« Les intéressants taux d’intérêt à long terme ne vont pas rester éternellement aussi élevés. C’est le moment de fixer certains rendements », déclare Wim D’Haese, directeur de la stratégie d’investissement chez Deutsche Bank Belgique. Il prévoit trois baisses des taux d’intérêt à compter de juin 2024, avec à la clé un impact positif sur les actions.
« Beaucoup de nos prévisions se sont réalisées cette année », affirme Wim D’Haese. Quelques passages des perspectives de la Deutsche Bank de fin 2022 lui donnent en effet raison : « Une croissance économique ralentie en 2023 ne se traduira pas nécessairement par des marchés financiers affaiblis. Ces derniers pourraient s’avérer, au cours de l’année à venir, plus résilients qu’en 2022 », pouvait-on entre autres y lire.

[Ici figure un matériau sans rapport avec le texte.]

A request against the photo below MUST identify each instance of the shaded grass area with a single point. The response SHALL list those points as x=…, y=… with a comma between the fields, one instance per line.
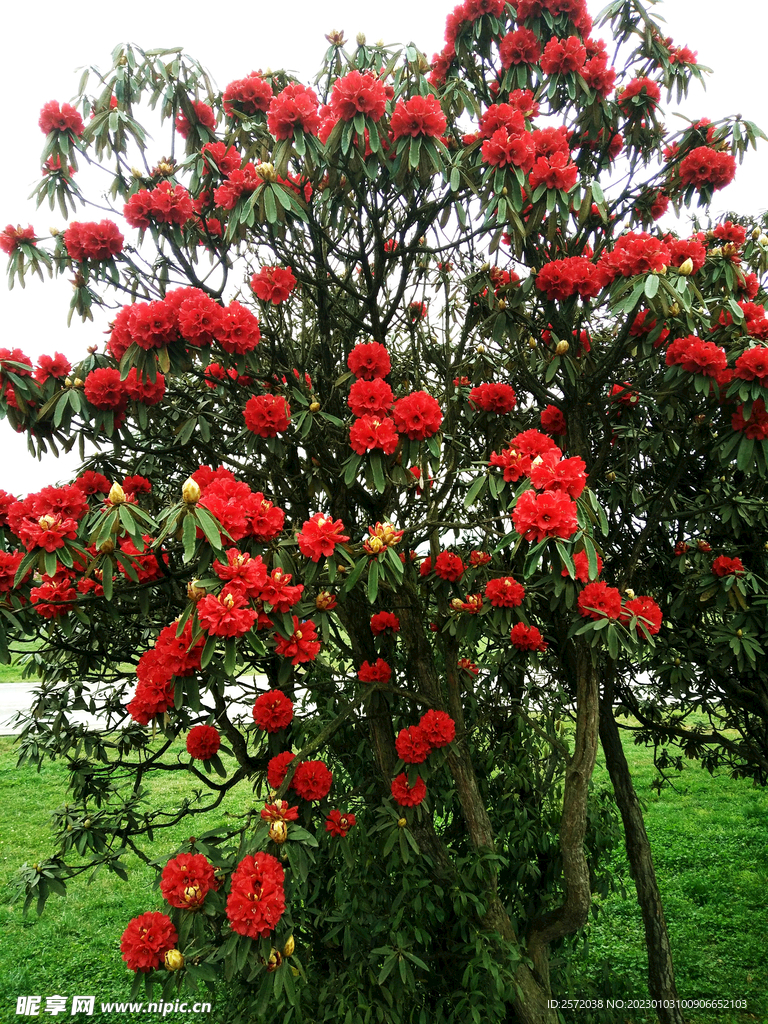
x=710, y=838
x=74, y=947
x=710, y=841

Trois baisses des taux d’intérêt en 2024
Ce qui, en revanche, ne s’est pas réalisé, c’est la perspective d’une légère récession en Europe et aux États-Unis. « Elle n’a pas eu lieu pour l’instant, bien que l’Europe s’en soit approchée avec 2 trimestres de croissance nulle », précise Wim D’Haese. « Nous tablons à présent sur une poursuite du ralentissement de la croissance dans les deux régions au premier semestre 2024. Nous pensons que l’Europe ne va pas connaître de récession ; pour les États-Unis, ce sera limite. Le plus important est que l’économie, selon nous, ne va pas s’effondrer. Nous prévoyons en outre trois baisses des taux d’intérêt à compter de juin 2024, tant aux États-Unis qu’en zone euro, ainsi qu’une inflation sous-jacente en baisse, mais tenace. Ce n’est qu’en 2025 que l’objectif des banques centrales sera atteint ou, tout du moins, en vue. »
« Chaque situation de marché crée ses défis, mais aussi ses opportunités », poursuit le stratège en investissement quant à l’allocation d’actifs actuelle de la Deutsche Bank. « Ces opportunités se trouvent actuellement sur le marché obligataire. C’est bien lui qui a changé la donne en 2023. Les taux d’intérêt resteront peut-être élevés un moment, mais le pic est proche – voire déjà passé. C’est le moment idéal, après tant d’années de vaches maigres, de remplir à nouveau son portefeuille obligataire et de fixer, pour un certain temps, d’intéressants rendements. Nous n’avions plus vu depuis longtemps les intérêts que l’on peut actuellement acquérir sur le long terme. Cela dit, ces rendements intéressants ne resteront pas éternellement aussi élevés. Ce conseil est bien suivi par nos clients. Concernant la durée, cependant, tout le monde n’est pas convaincu que le pic soit déjà passé. Ces clients investissent donc sur une année afin de fixer tout de même des rendements sur le plus long terme. Nous choisissons des obligations d’entreprise de qualité, qui offrent le meilleur rapport entre risque et rendement. Pour le high yield, en revanche, il est encore trop tôt, car le ralentissement de la croissance devrait entraîner des taux de défaillance élevés. »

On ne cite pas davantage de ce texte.